Herta Müller ile Andrei Codrescu'nun önsözleri ve çevirmen Suat Kemal Angı'nın girişiyle tam bir başyapıt.
Cıva gibi ağır, asit kadar yakıcı gözlemler, oyuncak bir kuşun zembereği boşalana kadar tıkır tıkır şakıyıp kanat çırpması denli şaşırtıcı betimlemeler ve akla ziyan bir şiirsellik.
Blecher için yazmak, tam bu noktada, acılı "içsel" yoğunluğun "dışsal" tezahürü olan "gözlem" ve "anımsama" noktasında başlar.
Blecher ölümünü kaydetmiştir, hem bedeninin içinden hem de varolmanın dışından. Bu peçeyi geçirgen yapmıştır: Onun sözcükleri, görünüşte katı olan dünyayı çevreleyen geçirimsiz bir zar boyunca yolculuk eden taşıtlardır.
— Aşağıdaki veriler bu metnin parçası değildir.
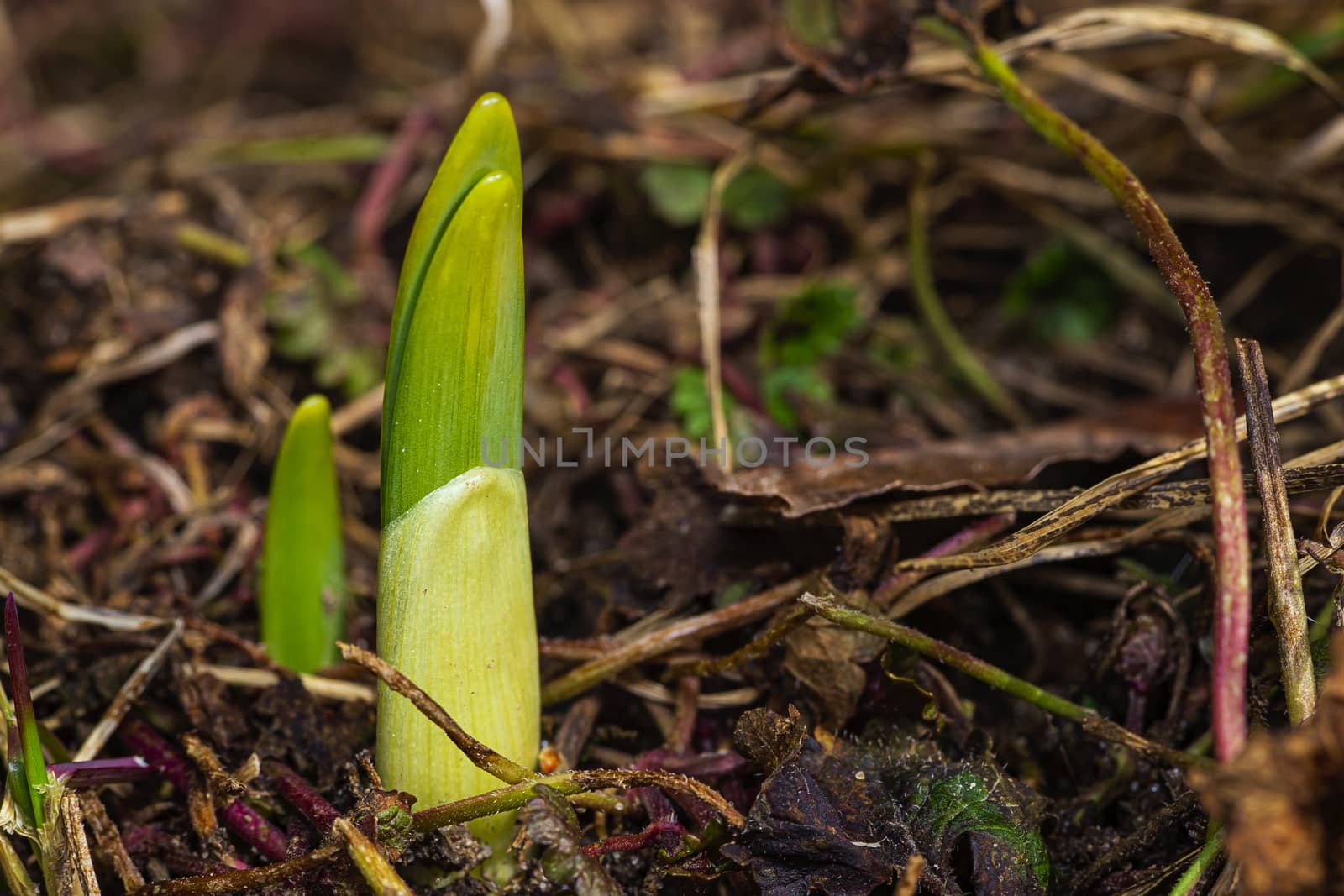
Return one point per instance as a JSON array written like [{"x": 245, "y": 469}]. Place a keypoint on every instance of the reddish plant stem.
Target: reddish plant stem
[
  {"x": 302, "y": 795},
  {"x": 94, "y": 773},
  {"x": 235, "y": 882},
  {"x": 1231, "y": 614},
  {"x": 241, "y": 819},
  {"x": 30, "y": 745},
  {"x": 629, "y": 842}
]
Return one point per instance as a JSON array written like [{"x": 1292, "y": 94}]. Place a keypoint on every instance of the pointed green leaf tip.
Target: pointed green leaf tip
[
  {"x": 454, "y": 364},
  {"x": 302, "y": 578}
]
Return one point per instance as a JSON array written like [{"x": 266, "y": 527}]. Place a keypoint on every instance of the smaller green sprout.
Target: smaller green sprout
[{"x": 302, "y": 580}]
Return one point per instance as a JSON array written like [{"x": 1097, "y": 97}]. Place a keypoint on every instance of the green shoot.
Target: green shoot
[
  {"x": 302, "y": 579},
  {"x": 454, "y": 582},
  {"x": 29, "y": 766}
]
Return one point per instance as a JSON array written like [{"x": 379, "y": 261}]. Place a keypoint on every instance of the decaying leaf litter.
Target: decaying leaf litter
[{"x": 981, "y": 663}]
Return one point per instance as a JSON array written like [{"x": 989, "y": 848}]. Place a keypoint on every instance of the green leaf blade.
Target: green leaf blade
[
  {"x": 486, "y": 144},
  {"x": 460, "y": 379},
  {"x": 454, "y": 614},
  {"x": 302, "y": 573}
]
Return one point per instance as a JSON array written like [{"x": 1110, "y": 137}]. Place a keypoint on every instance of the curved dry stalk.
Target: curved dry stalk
[
  {"x": 1231, "y": 616},
  {"x": 991, "y": 674},
  {"x": 1287, "y": 605},
  {"x": 569, "y": 783}
]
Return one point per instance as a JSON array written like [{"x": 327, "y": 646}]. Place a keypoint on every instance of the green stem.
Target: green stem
[
  {"x": 995, "y": 678},
  {"x": 1213, "y": 846},
  {"x": 1231, "y": 617}
]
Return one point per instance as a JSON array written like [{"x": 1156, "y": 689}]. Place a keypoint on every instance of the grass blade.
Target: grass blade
[{"x": 302, "y": 573}]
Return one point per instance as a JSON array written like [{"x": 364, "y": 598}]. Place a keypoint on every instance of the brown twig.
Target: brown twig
[
  {"x": 571, "y": 783},
  {"x": 373, "y": 866},
  {"x": 127, "y": 696},
  {"x": 109, "y": 841},
  {"x": 991, "y": 674},
  {"x": 1287, "y": 605},
  {"x": 77, "y": 859},
  {"x": 706, "y": 255},
  {"x": 667, "y": 640},
  {"x": 1231, "y": 614}
]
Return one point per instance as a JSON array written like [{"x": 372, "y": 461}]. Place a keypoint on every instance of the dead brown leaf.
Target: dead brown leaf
[{"x": 1280, "y": 801}]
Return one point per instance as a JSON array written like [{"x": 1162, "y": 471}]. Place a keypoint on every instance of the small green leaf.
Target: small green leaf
[
  {"x": 811, "y": 327},
  {"x": 302, "y": 579},
  {"x": 1062, "y": 296},
  {"x": 690, "y": 402},
  {"x": 550, "y": 822},
  {"x": 678, "y": 191},
  {"x": 808, "y": 329},
  {"x": 784, "y": 385},
  {"x": 756, "y": 199},
  {"x": 813, "y": 22},
  {"x": 949, "y": 804}
]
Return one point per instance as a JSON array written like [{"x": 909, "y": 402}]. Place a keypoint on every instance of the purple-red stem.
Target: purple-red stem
[
  {"x": 94, "y": 773},
  {"x": 302, "y": 795},
  {"x": 965, "y": 539},
  {"x": 239, "y": 817},
  {"x": 629, "y": 842},
  {"x": 34, "y": 763},
  {"x": 1233, "y": 606}
]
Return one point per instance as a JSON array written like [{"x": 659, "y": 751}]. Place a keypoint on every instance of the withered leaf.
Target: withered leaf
[
  {"x": 549, "y": 821},
  {"x": 1280, "y": 801},
  {"x": 830, "y": 663},
  {"x": 822, "y": 825},
  {"x": 844, "y": 819},
  {"x": 766, "y": 738},
  {"x": 1001, "y": 458}
]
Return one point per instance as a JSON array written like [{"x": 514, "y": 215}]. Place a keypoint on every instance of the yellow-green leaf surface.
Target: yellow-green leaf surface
[
  {"x": 302, "y": 578},
  {"x": 454, "y": 363},
  {"x": 454, "y": 584},
  {"x": 456, "y": 616}
]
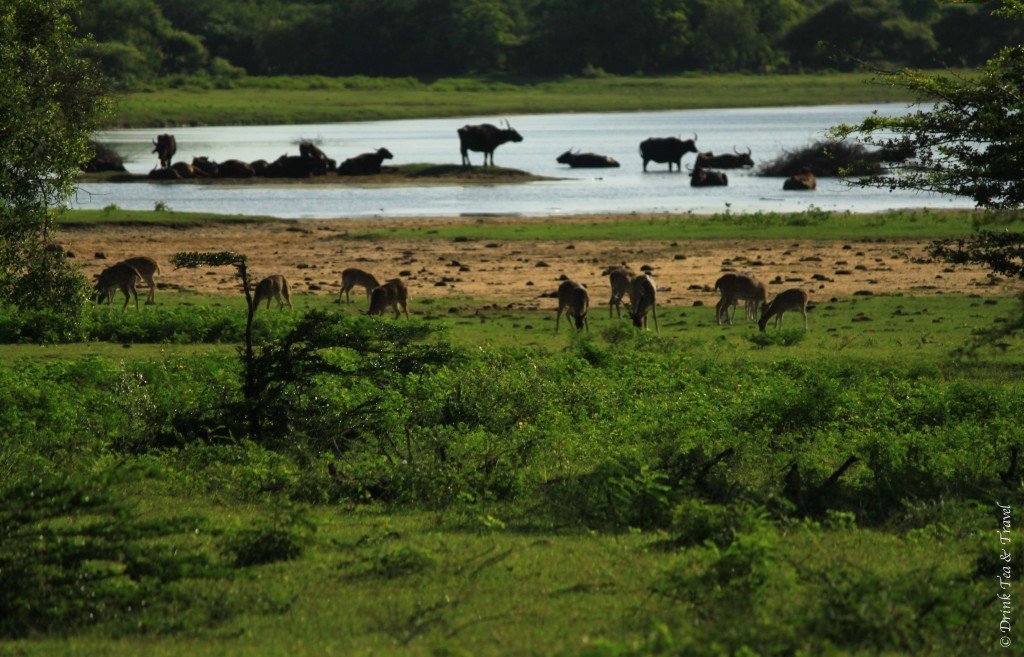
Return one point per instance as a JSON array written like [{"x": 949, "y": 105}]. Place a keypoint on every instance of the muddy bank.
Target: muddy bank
[{"x": 311, "y": 255}]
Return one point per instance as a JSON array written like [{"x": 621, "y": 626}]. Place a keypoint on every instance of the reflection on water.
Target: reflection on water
[{"x": 765, "y": 131}]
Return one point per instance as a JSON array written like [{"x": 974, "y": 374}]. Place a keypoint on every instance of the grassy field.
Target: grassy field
[
  {"x": 287, "y": 100},
  {"x": 813, "y": 224},
  {"x": 473, "y": 483}
]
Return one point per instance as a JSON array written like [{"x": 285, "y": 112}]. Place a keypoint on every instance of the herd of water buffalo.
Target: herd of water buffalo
[{"x": 485, "y": 138}]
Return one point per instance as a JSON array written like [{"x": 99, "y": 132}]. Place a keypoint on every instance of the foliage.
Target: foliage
[
  {"x": 50, "y": 101},
  {"x": 969, "y": 143},
  {"x": 72, "y": 556}
]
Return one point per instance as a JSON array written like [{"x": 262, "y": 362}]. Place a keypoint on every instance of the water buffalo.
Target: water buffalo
[
  {"x": 207, "y": 166},
  {"x": 103, "y": 159},
  {"x": 164, "y": 174},
  {"x": 586, "y": 161},
  {"x": 701, "y": 177},
  {"x": 309, "y": 150},
  {"x": 165, "y": 147},
  {"x": 484, "y": 138},
  {"x": 667, "y": 149},
  {"x": 185, "y": 170},
  {"x": 733, "y": 160},
  {"x": 236, "y": 169},
  {"x": 803, "y": 181},
  {"x": 295, "y": 167},
  {"x": 366, "y": 164}
]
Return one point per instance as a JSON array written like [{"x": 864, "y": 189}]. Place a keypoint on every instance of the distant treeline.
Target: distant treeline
[{"x": 138, "y": 41}]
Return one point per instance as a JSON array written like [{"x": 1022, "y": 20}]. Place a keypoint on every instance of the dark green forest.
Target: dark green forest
[{"x": 139, "y": 41}]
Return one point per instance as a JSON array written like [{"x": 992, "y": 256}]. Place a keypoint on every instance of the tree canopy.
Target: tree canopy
[{"x": 970, "y": 142}]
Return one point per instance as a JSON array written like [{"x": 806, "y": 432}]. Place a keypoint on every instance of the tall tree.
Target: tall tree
[
  {"x": 968, "y": 140},
  {"x": 50, "y": 101}
]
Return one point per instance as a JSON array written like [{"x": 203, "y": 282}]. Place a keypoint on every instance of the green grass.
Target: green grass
[
  {"x": 813, "y": 224},
  {"x": 551, "y": 505},
  {"x": 312, "y": 99},
  {"x": 118, "y": 217}
]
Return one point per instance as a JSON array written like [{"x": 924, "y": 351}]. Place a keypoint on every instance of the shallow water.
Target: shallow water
[{"x": 765, "y": 131}]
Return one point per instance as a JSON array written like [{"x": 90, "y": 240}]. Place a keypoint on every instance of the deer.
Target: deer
[
  {"x": 391, "y": 295},
  {"x": 790, "y": 300},
  {"x": 642, "y": 300},
  {"x": 574, "y": 302},
  {"x": 620, "y": 277},
  {"x": 735, "y": 288},
  {"x": 119, "y": 276},
  {"x": 353, "y": 277},
  {"x": 145, "y": 267},
  {"x": 273, "y": 287}
]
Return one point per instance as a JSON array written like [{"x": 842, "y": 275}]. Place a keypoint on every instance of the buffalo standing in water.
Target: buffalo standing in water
[
  {"x": 165, "y": 147},
  {"x": 667, "y": 149},
  {"x": 366, "y": 164},
  {"x": 586, "y": 161},
  {"x": 803, "y": 181},
  {"x": 484, "y": 138}
]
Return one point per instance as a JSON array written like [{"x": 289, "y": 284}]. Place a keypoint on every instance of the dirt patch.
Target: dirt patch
[{"x": 311, "y": 255}]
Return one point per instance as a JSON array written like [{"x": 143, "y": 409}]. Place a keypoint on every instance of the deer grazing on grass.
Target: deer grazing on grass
[
  {"x": 353, "y": 277},
  {"x": 642, "y": 301},
  {"x": 574, "y": 302},
  {"x": 620, "y": 277},
  {"x": 273, "y": 287},
  {"x": 788, "y": 300},
  {"x": 735, "y": 288},
  {"x": 120, "y": 276},
  {"x": 392, "y": 294},
  {"x": 145, "y": 267}
]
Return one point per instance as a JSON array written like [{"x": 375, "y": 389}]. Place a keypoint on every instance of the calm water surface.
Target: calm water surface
[{"x": 765, "y": 131}]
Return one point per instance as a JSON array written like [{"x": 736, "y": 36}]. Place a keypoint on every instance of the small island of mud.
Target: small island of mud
[{"x": 400, "y": 175}]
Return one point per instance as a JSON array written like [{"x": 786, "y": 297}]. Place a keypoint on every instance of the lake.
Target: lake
[{"x": 766, "y": 131}]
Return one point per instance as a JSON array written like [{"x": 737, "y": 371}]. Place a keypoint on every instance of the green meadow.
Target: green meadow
[
  {"x": 472, "y": 482},
  {"x": 259, "y": 100}
]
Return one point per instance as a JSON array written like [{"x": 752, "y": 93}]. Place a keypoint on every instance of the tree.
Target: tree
[
  {"x": 50, "y": 101},
  {"x": 970, "y": 142}
]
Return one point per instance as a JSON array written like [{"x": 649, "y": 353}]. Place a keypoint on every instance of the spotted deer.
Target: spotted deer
[
  {"x": 620, "y": 277},
  {"x": 642, "y": 301},
  {"x": 735, "y": 288},
  {"x": 353, "y": 277},
  {"x": 788, "y": 300},
  {"x": 119, "y": 276},
  {"x": 145, "y": 267},
  {"x": 273, "y": 287},
  {"x": 392, "y": 294},
  {"x": 574, "y": 302}
]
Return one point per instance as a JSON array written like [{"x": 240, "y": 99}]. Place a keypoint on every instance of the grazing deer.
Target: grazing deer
[
  {"x": 120, "y": 276},
  {"x": 272, "y": 287},
  {"x": 352, "y": 277},
  {"x": 145, "y": 268},
  {"x": 735, "y": 288},
  {"x": 391, "y": 295},
  {"x": 573, "y": 300},
  {"x": 620, "y": 277},
  {"x": 642, "y": 300},
  {"x": 788, "y": 300}
]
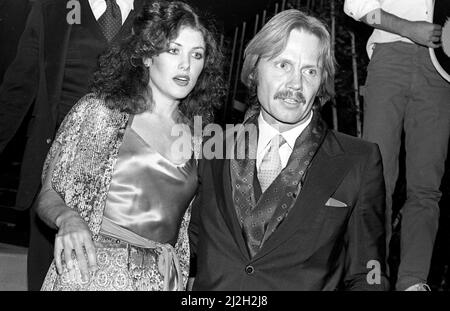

Yazar on beş bölüm boyunca hastalığının yaşattığı zihinsel buhranlarla iç içe olunca dünya algısını tamamen kaybeder. Artık sadece kendi beyninin algıladığı imgelerle yaşar.
Son iki bölüm çok çarpıcı ve hüzünlüydü. Ölümü bu kadar güzel anlatabilirdi.
Kesinlikle okunmalı gönülden tavsiyemdir.